Esto era instrumentalmente asumible cuando los soportes del mensaje eran manuales y en interrelación con una relación espacio y tiempo al alcance del esfuerzo físico humano, pero, a medida que se complica la máquina de comunicar, la capacidad para dar un mensaje socialmente operativo y alternativo al propuesto por el sistema es cada vez más difícil.

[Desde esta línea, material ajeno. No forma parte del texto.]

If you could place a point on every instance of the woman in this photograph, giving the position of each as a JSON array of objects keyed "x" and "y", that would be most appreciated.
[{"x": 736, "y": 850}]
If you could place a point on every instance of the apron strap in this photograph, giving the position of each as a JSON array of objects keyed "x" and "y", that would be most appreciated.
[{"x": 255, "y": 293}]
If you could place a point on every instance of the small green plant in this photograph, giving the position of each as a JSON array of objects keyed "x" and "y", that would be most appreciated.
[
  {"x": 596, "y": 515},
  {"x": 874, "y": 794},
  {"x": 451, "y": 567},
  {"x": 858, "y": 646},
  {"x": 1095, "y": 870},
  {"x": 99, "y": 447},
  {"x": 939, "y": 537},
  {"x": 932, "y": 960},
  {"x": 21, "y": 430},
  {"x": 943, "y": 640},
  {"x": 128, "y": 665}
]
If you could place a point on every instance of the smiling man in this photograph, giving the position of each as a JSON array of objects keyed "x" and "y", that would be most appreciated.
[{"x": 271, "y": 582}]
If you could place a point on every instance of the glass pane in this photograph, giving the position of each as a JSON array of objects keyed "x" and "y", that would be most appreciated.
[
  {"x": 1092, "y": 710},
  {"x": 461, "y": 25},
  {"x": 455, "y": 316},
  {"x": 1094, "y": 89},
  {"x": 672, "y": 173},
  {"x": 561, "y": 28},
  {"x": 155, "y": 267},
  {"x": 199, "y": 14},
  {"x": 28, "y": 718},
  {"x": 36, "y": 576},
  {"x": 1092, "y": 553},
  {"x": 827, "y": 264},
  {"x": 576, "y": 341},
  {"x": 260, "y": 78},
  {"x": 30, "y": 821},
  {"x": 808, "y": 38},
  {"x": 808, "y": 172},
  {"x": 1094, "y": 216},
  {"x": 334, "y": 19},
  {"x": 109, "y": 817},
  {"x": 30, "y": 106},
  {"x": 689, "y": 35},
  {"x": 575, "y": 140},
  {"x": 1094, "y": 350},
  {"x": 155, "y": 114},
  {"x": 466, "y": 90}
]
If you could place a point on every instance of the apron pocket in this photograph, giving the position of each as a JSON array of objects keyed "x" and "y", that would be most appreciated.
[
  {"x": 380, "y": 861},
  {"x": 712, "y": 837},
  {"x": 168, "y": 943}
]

A un impreso del poder mediante máquina plana se le podía oponer algo parecido a una máquina más o menos clandestina o copias escritas a mano, como se hizo prácticamente hasta la Revolución francesa. Era un juego que permitía un cierto tête-à-tête, una cierta contraposición”.

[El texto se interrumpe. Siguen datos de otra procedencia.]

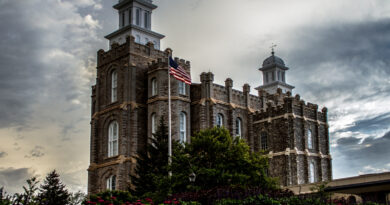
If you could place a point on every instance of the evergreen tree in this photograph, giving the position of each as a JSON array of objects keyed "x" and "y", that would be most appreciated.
[
  {"x": 218, "y": 159},
  {"x": 52, "y": 191},
  {"x": 151, "y": 171},
  {"x": 29, "y": 197}
]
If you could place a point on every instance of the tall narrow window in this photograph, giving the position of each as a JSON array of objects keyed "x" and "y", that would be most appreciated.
[
  {"x": 182, "y": 88},
  {"x": 154, "y": 87},
  {"x": 137, "y": 17},
  {"x": 312, "y": 177},
  {"x": 309, "y": 139},
  {"x": 113, "y": 139},
  {"x": 111, "y": 183},
  {"x": 146, "y": 19},
  {"x": 130, "y": 18},
  {"x": 219, "y": 121},
  {"x": 183, "y": 127},
  {"x": 154, "y": 124},
  {"x": 123, "y": 19},
  {"x": 238, "y": 127},
  {"x": 114, "y": 85},
  {"x": 263, "y": 141}
]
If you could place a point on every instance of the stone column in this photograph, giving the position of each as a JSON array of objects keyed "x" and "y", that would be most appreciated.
[
  {"x": 246, "y": 90},
  {"x": 207, "y": 80}
]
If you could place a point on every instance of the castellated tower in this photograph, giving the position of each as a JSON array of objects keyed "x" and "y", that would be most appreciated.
[{"x": 131, "y": 95}]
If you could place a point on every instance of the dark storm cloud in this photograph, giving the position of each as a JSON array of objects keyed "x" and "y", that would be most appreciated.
[
  {"x": 372, "y": 124},
  {"x": 13, "y": 179},
  {"x": 341, "y": 59},
  {"x": 36, "y": 152},
  {"x": 3, "y": 154},
  {"x": 354, "y": 157},
  {"x": 21, "y": 73}
]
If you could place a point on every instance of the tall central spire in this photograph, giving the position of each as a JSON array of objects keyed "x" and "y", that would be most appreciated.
[{"x": 135, "y": 19}]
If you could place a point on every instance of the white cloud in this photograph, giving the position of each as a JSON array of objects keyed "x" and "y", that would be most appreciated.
[
  {"x": 369, "y": 170},
  {"x": 91, "y": 22}
]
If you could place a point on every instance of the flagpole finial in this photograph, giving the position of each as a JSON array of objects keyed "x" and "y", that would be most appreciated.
[
  {"x": 169, "y": 51},
  {"x": 273, "y": 48}
]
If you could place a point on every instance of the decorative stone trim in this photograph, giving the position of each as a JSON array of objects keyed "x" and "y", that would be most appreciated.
[
  {"x": 215, "y": 101},
  {"x": 295, "y": 151},
  {"x": 122, "y": 106},
  {"x": 270, "y": 119},
  {"x": 166, "y": 98},
  {"x": 155, "y": 70},
  {"x": 119, "y": 160}
]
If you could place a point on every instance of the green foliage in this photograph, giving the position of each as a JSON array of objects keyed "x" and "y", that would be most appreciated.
[
  {"x": 218, "y": 159},
  {"x": 151, "y": 179},
  {"x": 52, "y": 191},
  {"x": 29, "y": 197},
  {"x": 114, "y": 197},
  {"x": 4, "y": 198},
  {"x": 77, "y": 198}
]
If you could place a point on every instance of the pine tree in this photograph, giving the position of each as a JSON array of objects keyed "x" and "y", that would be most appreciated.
[
  {"x": 152, "y": 165},
  {"x": 52, "y": 191}
]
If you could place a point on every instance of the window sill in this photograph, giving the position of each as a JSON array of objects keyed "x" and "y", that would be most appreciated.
[{"x": 111, "y": 158}]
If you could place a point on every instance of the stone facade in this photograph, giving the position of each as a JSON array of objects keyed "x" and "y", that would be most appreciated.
[{"x": 292, "y": 133}]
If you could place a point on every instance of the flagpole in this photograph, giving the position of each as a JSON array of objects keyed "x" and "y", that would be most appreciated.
[{"x": 169, "y": 118}]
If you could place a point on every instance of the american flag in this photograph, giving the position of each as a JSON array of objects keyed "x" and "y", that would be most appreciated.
[{"x": 178, "y": 72}]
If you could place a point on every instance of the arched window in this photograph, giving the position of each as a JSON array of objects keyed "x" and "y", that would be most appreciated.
[
  {"x": 263, "y": 141},
  {"x": 183, "y": 127},
  {"x": 123, "y": 19},
  {"x": 155, "y": 45},
  {"x": 312, "y": 177},
  {"x": 146, "y": 19},
  {"x": 111, "y": 182},
  {"x": 113, "y": 139},
  {"x": 114, "y": 86},
  {"x": 154, "y": 87},
  {"x": 137, "y": 17},
  {"x": 309, "y": 139},
  {"x": 219, "y": 120},
  {"x": 238, "y": 127},
  {"x": 182, "y": 88},
  {"x": 154, "y": 124}
]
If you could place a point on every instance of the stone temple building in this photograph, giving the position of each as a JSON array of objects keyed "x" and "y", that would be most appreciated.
[{"x": 131, "y": 95}]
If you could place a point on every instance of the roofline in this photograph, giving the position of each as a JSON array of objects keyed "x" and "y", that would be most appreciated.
[
  {"x": 275, "y": 83},
  {"x": 124, "y": 2},
  {"x": 273, "y": 65},
  {"x": 126, "y": 28},
  {"x": 358, "y": 185}
]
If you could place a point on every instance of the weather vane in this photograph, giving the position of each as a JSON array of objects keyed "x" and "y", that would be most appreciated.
[{"x": 273, "y": 47}]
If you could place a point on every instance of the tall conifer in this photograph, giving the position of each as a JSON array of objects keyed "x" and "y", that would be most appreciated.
[
  {"x": 151, "y": 169},
  {"x": 52, "y": 191}
]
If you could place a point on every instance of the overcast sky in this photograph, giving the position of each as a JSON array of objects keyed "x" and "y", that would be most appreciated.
[{"x": 338, "y": 53}]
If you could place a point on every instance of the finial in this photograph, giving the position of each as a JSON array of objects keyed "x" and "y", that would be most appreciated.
[{"x": 272, "y": 48}]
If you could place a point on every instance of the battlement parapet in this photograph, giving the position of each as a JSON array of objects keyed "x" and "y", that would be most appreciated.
[
  {"x": 163, "y": 63},
  {"x": 130, "y": 46}
]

Desde que Vázquez Montalbán escribió estas líneas, ha aparecido Internet, cuyas posibilidades ofrecen la ilusión de que un discurso underground y contestatario pueda tener alguna posibilidad de tête-à-tête con el discurso dominante. En la entrevista que Vicente Verdú hacía a Umberto Eco en El País Semanal del pasado domingo, el italiano celebraba las posibilidades para la disidencia que ofrece Internet en China, al tiempo que, en una curiosa distinción geográfica, deploraba los peligros que conlleva el nuevo medio en otros países en donde, en su opinión, queda reducido a la categoría de nido de una caterva de locos:
“[…] cualquiera puede conectarse: yo, usted o un señor X que está loco, mientras que ese señor X no puede montar una editorial o un periódico, necesita gentes que le apoyen. Hay filtros sociales: antes de que alguien haga un periódico están los que le dan dinero, los periodistas… Hay filtros: a través del que le da el dinero, de los periodistas, sabemos que es fascista o comunista… En cambio, con Internet, el señor Fulano no se sabe quién es. Usted y yo, que somos personas de cierta cultura, podemos darnos cuenta muchas veces de si el que hace el sitio de Internet está loco o no, pero si es un sitio sobre física nuclear, usted no se da cuenta, y yo tampoco. Así que imagine a los jóvenes que utilizan Internet en la escuela y pueden encontrar un sitio racista, un sitio negacionista… Y no saben hasta qué punto creerlo o no”.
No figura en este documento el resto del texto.